Today marks the official release of my new book, Write Better. To give you a taste of what’s in store, here is an excerpt from the preface.
Two of my sons, Phil and Dave, ran cross-country in high school. These grueling three-mile races were not on perfectly flat, machine-fabricated ovals but up hills, over ruts, through woods. In heat and cold, rain and wind I, like other parents, came to urge them and their teammates on.
Sometimes I’d run from one part of the course to another, taking a shortcut, so that several times during a race I could yell encouragement to press on, to not let down, to remember their training. Once when I was dashing from one place to another, a student cheering for another school almost slammed into me. As he flew by in another direction, he said, “Sorry, Coach.” I’ve never felt prouder to be mistakenly identified.
For over forty years I’ve trained, guided, and cheered on hundreds of writers. I’ve made suggestions for what to write about, how to write, and how to revise. I’ve encouraged and praised, cajoled and critiqued. In every case I have been stimulated by a desire to help people express their ideas as clearly and powerfully as possible. That is the motivation behind this book.
I’ve also done a fair bit of my own writing, trying to follow my own advice as much as possible. What I have realized in the process is how hard it is to write. It requires work and determination. It means saying no to other things I want to do or fitting it around things I must do (like my job). I have to overcome discouragement when progress is slow and when I don’t meet my own standards. As a result, I have great admiration for people who write, people like you.
In this book I offer some of the lessons I’ve learned in reading, writing, and editing nonfiction. If I can lighten your load as a writer of books, articles, blogs, newsletters, or manuals, and speed you on your way, I will be content.
Students and those who just want to write better may also find help in these pages. I hope you will feel free to take what is of value here and lay aside the rest till later.
I’ve divided my material into three parts. Part one on craft is about mastering certain skills such as finding strong openings and closings, staying focused on an audience, creating a clear structure, being persuasive, revising well, and developing good titles.
Part two is on art, which is notoriously difficult to define. I use the term a bit reluctantly because we can misapply it to writing pretentiously or can misunderstand it as being so subjective that nothing practical can be said about it. Rather than “high art” in the sense of historical or cultural artifacts, I mostly mean human creations that speak deeply to the full human experience (heart, soul, mind, body as well as our social and historical dimensions). Sentimentality and cliché need not apply. I seek to demystify some aspects of art in writing by considering strategies that can nudge us along the continuum toward fresher, more vital, and perhaps more beautiful expressions of our human condition.

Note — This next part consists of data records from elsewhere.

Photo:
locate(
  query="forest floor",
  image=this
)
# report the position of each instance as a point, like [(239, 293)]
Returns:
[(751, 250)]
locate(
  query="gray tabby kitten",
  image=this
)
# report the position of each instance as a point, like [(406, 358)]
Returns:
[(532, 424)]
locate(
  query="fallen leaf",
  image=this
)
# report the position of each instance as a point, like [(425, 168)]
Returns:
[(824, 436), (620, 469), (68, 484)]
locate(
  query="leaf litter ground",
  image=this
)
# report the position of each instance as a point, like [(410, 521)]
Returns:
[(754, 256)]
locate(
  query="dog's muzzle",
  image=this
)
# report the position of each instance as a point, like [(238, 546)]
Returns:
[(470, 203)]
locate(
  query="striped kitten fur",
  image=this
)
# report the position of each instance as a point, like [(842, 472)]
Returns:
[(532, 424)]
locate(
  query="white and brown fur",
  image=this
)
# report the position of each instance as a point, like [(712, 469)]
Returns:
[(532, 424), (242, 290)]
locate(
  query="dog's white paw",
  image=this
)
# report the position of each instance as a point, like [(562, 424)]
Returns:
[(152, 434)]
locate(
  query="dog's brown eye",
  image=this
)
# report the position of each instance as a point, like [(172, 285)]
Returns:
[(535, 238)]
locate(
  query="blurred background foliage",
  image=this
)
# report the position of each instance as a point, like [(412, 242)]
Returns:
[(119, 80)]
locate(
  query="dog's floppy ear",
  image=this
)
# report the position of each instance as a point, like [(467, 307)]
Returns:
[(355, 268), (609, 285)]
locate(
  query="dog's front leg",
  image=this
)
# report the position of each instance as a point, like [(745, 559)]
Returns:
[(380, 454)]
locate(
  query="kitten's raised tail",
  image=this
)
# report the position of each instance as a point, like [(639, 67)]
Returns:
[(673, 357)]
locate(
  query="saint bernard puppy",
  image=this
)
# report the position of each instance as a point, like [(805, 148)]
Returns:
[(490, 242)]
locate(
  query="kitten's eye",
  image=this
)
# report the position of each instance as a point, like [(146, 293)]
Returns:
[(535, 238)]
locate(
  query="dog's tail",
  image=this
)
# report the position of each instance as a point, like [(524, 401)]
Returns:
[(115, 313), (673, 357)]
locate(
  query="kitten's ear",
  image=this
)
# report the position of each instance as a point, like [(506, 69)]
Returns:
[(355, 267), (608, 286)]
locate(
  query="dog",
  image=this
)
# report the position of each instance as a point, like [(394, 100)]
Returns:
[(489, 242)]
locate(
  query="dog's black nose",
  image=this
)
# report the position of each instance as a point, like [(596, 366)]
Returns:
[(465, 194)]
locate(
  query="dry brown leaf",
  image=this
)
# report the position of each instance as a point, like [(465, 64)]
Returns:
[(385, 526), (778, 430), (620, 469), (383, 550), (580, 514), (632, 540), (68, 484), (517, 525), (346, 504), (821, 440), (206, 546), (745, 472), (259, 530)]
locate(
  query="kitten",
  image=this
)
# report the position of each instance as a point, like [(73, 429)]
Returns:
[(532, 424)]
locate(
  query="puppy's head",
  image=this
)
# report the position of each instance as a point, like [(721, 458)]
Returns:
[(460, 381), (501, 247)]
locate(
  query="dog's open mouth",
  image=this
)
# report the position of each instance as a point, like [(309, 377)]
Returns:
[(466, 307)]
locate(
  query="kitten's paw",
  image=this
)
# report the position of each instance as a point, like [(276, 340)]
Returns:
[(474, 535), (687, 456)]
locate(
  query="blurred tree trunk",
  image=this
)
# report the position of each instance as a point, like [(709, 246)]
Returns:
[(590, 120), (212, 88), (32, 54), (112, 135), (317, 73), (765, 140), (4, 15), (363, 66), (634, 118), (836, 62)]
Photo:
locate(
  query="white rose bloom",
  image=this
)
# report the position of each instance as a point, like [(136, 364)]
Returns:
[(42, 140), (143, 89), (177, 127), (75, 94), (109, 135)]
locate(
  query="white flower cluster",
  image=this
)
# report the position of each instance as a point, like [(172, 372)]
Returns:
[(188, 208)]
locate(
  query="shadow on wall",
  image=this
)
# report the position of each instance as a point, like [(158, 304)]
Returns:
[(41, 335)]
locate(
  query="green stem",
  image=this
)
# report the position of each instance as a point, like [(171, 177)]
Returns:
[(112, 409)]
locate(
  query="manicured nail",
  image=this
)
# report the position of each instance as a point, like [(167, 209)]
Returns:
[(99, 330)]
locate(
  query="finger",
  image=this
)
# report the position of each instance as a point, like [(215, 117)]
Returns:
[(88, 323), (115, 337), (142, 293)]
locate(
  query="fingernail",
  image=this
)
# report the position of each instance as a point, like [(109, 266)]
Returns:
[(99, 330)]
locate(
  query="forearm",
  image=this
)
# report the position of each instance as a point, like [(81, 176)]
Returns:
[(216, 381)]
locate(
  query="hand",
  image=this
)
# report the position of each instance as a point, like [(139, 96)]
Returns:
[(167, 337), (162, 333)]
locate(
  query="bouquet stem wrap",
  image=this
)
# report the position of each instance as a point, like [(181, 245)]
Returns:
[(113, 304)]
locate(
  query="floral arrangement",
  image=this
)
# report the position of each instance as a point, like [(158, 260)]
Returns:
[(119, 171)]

Part three is on the spirituality of writing. Here I do not focus on the spiritual content of what we write so much as on our spirituality as writers. What affect does the act of writing have on my life in God?
While this book is about writing better and not about publishing or how to get published, in the appendixes I try to pull back the curtain of mystery a bit from this often unseen world. How do you find an agent? What is involved in promotion? How does coauthoring work? What about the self-publishing option? And is there any way to make sense of copyright? Also at the back are listed further online resources (found at ivpress.com/write-better), including questions and exercises for students.
I like order, so I would tend to read a book like this straight through. But you can skip around if you wish, going from one chapter to another as your needs or interests lead you.